The presence of auto-antibodies in several patients with GBS (plus its variants) and MMN, suggests that the effect on B-cells and the complement pathway might play a significant role in the therapeutic efficacy of IVIg in these conditions. However not all patients have a clearly detectable antibody and hence T-cells and cytokines are thought to have a significant pathogenic role, as discussed earlier.

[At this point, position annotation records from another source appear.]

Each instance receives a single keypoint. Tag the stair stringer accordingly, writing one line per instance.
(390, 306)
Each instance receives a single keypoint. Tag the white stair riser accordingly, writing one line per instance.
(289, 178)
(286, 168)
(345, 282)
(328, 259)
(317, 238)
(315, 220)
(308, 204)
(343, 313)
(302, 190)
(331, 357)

In conclusion, there are several possible mechanisms of action of IVIg, none of which has been conclusively proven to be the dominating pathway. The main mechanisms which are likely to be responsible in inflammatory neuropathies are summarised in Box 1. It is possible that combinations of different mechanisms are involved in several autoimmune neurological diseases where IVIg remains a highly effective therapy.